La thèse défendue par Thomas Philippon dans son dernier livre « the great reversal: how america gave up on free markets » est assez simple et percutante : les USA étaient il y a 20 ans caractérisés par un niveau élevé de concurrence sur les marchés de biens et services, pour le plus grand bénéfice des consommateurs. Depuis, le niveau de concurrence y a fortement diminué, alors même qu’il augmentait en Union Européenne, sous l’impulsion de la commission. Cette évolution a des allures de tectonique des plaques : elle n’est pas la conséquence d’un évènement spectaculaire (guerre, krach boursier…) mais elle a des répercussions importantes sur le quotidien des consommateurs américains, qui payent trop cher leurs conversations téléphoniques, leurs traitements médicaux et leurs voyages en avion, et qui voient leurs salaires stagner.
les complots de maîtres et les vertus de la défiance
Comment expliquer cette évolution contradictoire ? Évolution naturelle côté américain, défiance vertueuse côté européen.
L’évolution américaine est conforme aux prédictions théoriques faites par Mancur Olson en 1965 dans son livre Logic of Collective Action. A l’époque, les économistes étaient déjà obsédés par l’identification des politiques optimales, le plus souvent comprises comme des politiques créant davantage de richesses qu’elles n’en détruisaient. Mais sur la questions des vertus des différentes formes de régimes politiques, ils avaient généralement une vision assez naïve des institutions démocratiques : celles-ci devaient être les plus à même de promouvoir les politiques optimales, puisque la création de richesses nettes a toutes les chances d’emporter les faveurs du public, qui se trouve être l’arbitre dans les régimes démocratiques.
Pour Olson, cette vision optimiste néglige que, dans bien des cas, une politique optimale va créer des gains extrêmement diffus, alors que les pertes, même si elles sont inférieures aux gains, seront extrêmement concentrées. Si le démantèlement d’un cartel coûte 50 millions d’euros par an à une poignée d’actionnaires, et rapporte 10 euros à chacun des 10 millions d’habitants d’un pays, il est peu probable que les habitants se mobilisent pour réclamer ce démantèlement, alors même qu’il créerait des richesses nettes. Si 10€ correspond au salaire horaire de ces habitants, il n’y a pas de raison d’attendre de chacun d’eux qu’il consacre plus d’une heure par an à ce combat.

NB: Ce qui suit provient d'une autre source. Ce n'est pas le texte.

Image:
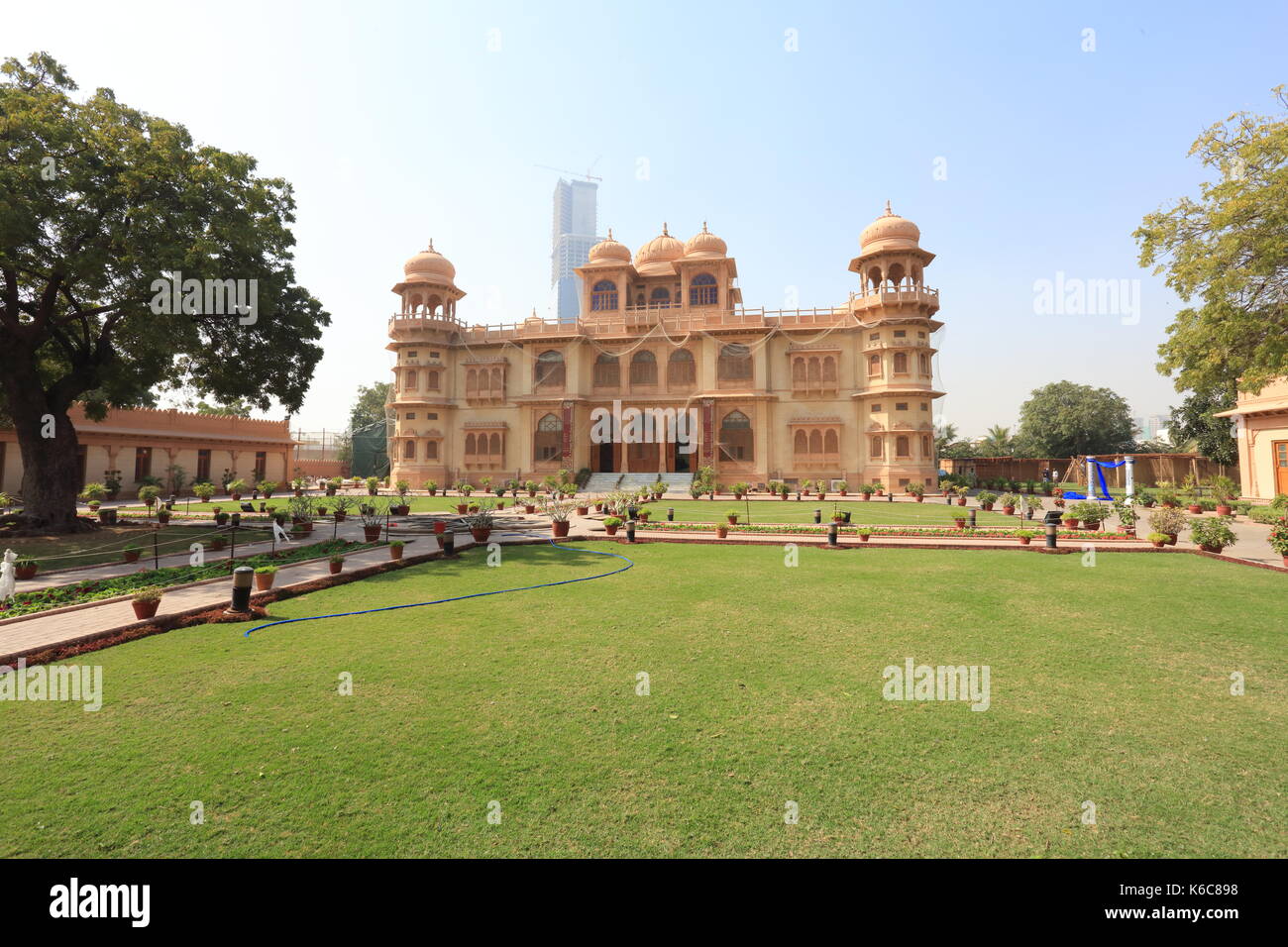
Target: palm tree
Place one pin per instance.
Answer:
(997, 444)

En revanche, les quelques actionnaires qui perdraient beaucoup au démantèlement pourront facilement s’accorder pour consacrer quelques millions à graisser des pattes afin de l’éviter.

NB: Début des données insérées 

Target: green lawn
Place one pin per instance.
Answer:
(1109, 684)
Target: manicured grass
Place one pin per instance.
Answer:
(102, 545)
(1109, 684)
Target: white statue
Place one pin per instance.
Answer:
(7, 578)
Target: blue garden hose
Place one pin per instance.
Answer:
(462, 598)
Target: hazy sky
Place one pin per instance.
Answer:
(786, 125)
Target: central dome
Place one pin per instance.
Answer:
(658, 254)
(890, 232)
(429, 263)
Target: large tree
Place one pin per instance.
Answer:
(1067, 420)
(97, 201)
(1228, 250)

Et c’est bien, selon Philippon, ce qu’ont fait les grandes entreprises américaines depuis 20 ans, en dépensant des sommes folles en lobbying pour accroître la tolérance des juridictions anti-trust vis-à-vis de la concentration, et pour utiliser la règlementation comme moyen de freiner la concurrence potentielle.
Et elles en profitent pour faire payer plus aux consommateurs, pour leurs coups de téléphone, leur frais médicaux, leurs voyages aériens, leurs frais bancaires, etc.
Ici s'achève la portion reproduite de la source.